Während die Fallserie über Ergebnisse bei Personen mit traumatischer Rückenmarksverletzung berichtet, könnten die Ergebnisse der epiduralen Stimulation möglicherweise auf Lähmungen im Zusammenhang mit nicht-traumatischen Zuständen wie Transverser Myelitis (TM), Neuromyelitis-optica-Spektrum-Störung (NMOSD) angewendet werden, akut disseminiert Enzephalomyelitis (ADEM) usw., solange die Verletzung die Nerven verschont, die das Rückenmark verlassen und die Muskeln in den Beinen versorgen.
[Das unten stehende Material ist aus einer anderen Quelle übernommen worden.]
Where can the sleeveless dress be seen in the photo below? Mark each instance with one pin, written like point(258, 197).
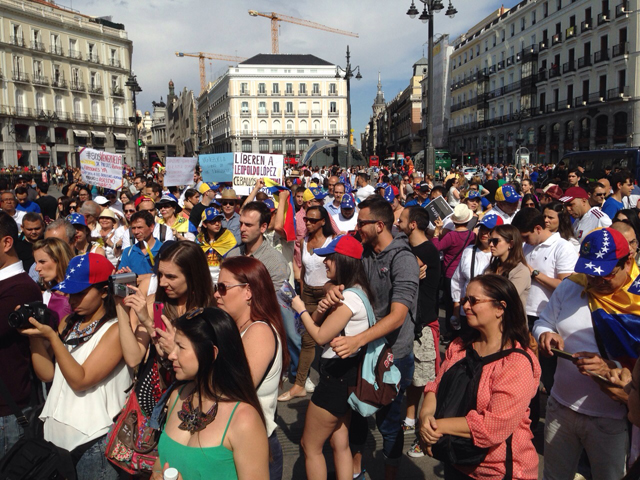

Eine Möglichkeit, dies festzustellen, besteht darin, sich nach Muskelkrämpfen und Reflexen zu erkundigen – wenn sie vorhanden sind, sind die Nerven zu den Beinen höchstwahrscheinlich intakt.

Was wären die nächsten Schritte, um diese bedeutende Forschungsentdeckung voranzutreiben?

  1. Den Gang einer Person energieeffizienter zu machen, was ein sanfteres Gehen über längere Distanzen ermöglichen würde. Sie würden dies tun, indem Sie auf einen „normaleren“ Gang hinarbeiten, einschließlich der Reduzierung der Unterstützung durch andere Personen, um das Becken zu stabilisieren usw.
  2. Ermittlung der besten Kandidaten für das Verfahren; Festlegung von Kriterien, die eine Person daran hindern würden, den Stimulator zu bekommen.
  3. Vereinfachen Sie den Prozess der Ermittlung der besten Elektrodenparameter, die eine optimale Gangreaktion ermöglichen, indem Sie diesen Prozess kurz, zuverlässig und klinikfreundlich gestalten.
  4. Holen Sie sich den kleinsten, sichersten, zuverlässigsten und anpassbarsten Epiduralstimulator.

Es gibt auch einige Bedenken:

  1. Das Implantieren eines Stimulators/Fremdkörpers führt zu der Möglichkeit eines technologischen Versagens.
  2. Das Implantat könnte eine MRT-Untersuchung unmöglich machen.
  3. Der stimulatorunterstützte Gang ist nicht unabhängig und sicherlich (noch) nicht normal/effizient.
  4. Der Hype, den es auslöst, lässt alle glauben, dass sie laufen können, wenn ein Stimulator implantiert wird.
  5. Vom tatsächlichen Einsatz in der klinischen Versorgung ist es noch weit entfernt. Das Programmieren dauert lange, das Programmieren ist sehr individuell und erfordert viel Wissen. Dr. Susie Harkema und Dr. Reggie Edgerton, die leitenden Wissenschaftler bei jedem Artikel, arbeiten seit vielen Jahren auf dem Gebiet des Gangtrainings!

Die Fallberichte sind relevanter für die Tatsache, dass es jetzt eine Methode gibt, mit der sinnvolle verbleibende Gehirn-Rückenmarks-Verbindungen freigelegt und verwendet werden können, und sie weisen auf die absolute Notwendigkeit hin, sich einer umfassenden, gut konzipierten, sinnvollen, auf Aktivitäten basierenden Rehabilitation zu unterziehen Eingriffe."

Angeli CA, Boakye M, Morton RA et al. Wiederherstellung des Gehens über dem Boden nach chronischer motorischer vollständiger Rückenmarksverletzung. N Engl J Med. 2018;379(13):1244-1250.

Gill ML, Grahn PJ, Calvert JS et al. Die Neuromodulation lumbosakraler spinaler Netzwerke ermöglicht ein unabhängiges Treten nach vollständiger Querschnittslähmung. Nat Med. 2018. September 24.